[R-sig-Geo] cross-validation

Thu Feb 7 15:18:14 CET 2008

Marta Rufino wrote:
> Great!
Hi Marta,

I now have in the example section of gstat.cv help:

# multivariable; thanks to M. Rufino:
meuse.g <- gstat(id = "zn", formula = log(zinc) ~ 1, data = meuse)
meuse.g <- gstat(meuse.g, "cu", log(copper) ~ 1, meuse)
meuse.g <- gstat(meuse.g, model = vgm(1, "Sph", 900, 1), fill.all = T)
x <- variogram(meuse.g, cutoff = 1000)
meuse.fit = fit.lmc(x, meuse.g)
out = gstat.cv(meuse.fit, nmax = 40, nfold = 5)
summary(out)
# mean error, ideally 0:
mean(out$residual)
# MSPE, ideally small
mean(out$residual^2)
# Mean square normalized error, ideally close to 1
mean(out$zscore^2)
# correlation observed and predicted, ideally 1
cor(out$observed, out$observed - out$residual)
# correlation predicted and residual, ideally 0
cor(out$observed - out$residual, out$residual)

I'm a bit hesitant to write a dedicated function for such simple 
calculations.

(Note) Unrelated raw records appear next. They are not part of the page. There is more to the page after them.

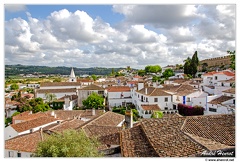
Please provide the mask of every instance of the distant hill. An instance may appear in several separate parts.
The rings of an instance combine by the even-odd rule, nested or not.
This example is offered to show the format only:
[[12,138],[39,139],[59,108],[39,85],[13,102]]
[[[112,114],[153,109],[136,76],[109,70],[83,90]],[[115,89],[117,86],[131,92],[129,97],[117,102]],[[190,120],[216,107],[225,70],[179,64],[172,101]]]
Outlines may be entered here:
[[[29,66],[29,65],[5,65],[5,76],[13,76],[19,74],[60,74],[70,75],[71,67],[48,67],[48,66]],[[104,68],[104,67],[92,67],[92,68],[73,68],[75,75],[80,76],[83,74],[88,75],[109,75],[114,69],[114,72],[125,68]]]

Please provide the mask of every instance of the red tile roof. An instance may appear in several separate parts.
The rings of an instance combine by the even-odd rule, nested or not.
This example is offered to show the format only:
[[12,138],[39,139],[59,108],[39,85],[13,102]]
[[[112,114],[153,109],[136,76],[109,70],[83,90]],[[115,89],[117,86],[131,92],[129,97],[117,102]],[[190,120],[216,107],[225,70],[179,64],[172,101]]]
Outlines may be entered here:
[[40,87],[81,86],[78,82],[41,82]]
[[41,134],[40,131],[36,131],[29,134],[17,136],[15,138],[5,141],[5,149],[16,150],[21,152],[34,152],[41,139],[45,139],[46,134]]
[[141,105],[143,110],[155,110],[155,111],[160,111],[160,107],[155,104],[155,105]]
[[208,102],[210,104],[220,104],[222,102],[228,101],[233,99],[234,97],[230,97],[230,96],[220,96],[218,98],[213,99],[212,101]]
[[66,88],[66,89],[38,89],[36,93],[67,93],[76,92],[76,88]]
[[131,89],[128,86],[110,86],[107,88],[108,92],[130,92]]
[[208,72],[206,74],[203,74],[203,76],[212,76],[212,75],[227,75],[227,76],[235,76],[235,73],[230,72],[230,71],[213,71],[213,72]]
[[17,123],[17,124],[11,124],[10,126],[16,130],[17,132],[23,132],[26,130],[30,130],[32,128],[36,128],[39,126],[42,126],[44,124],[48,124],[54,121],[57,121],[58,119],[54,118],[54,117],[49,117],[49,116],[43,116],[43,117],[39,117],[33,120],[28,120],[22,123]]
[[235,147],[235,116],[143,119],[121,132],[123,157],[188,157]]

In your function below, I object to the use of "expected", 
where you mean "desired". It's definitely not expected in the 
statistical sense.

The difficult questions about the cross validation results in 
geostatistics are usually "can we attribute the difference of a MSNE of 
1.1 from the idealized value of 1 attribute to sampling error, or is it 
an indication of a misfitting model?" In the latter case: "should we 
worry?" (only if kriging errors are of importance, many people ignore them).

Also, if the data are nicely spread, say the shortest distance is 100m 
(stay with the example above), then CV is never going to tell anything 
about the variogram for distances up to 100m.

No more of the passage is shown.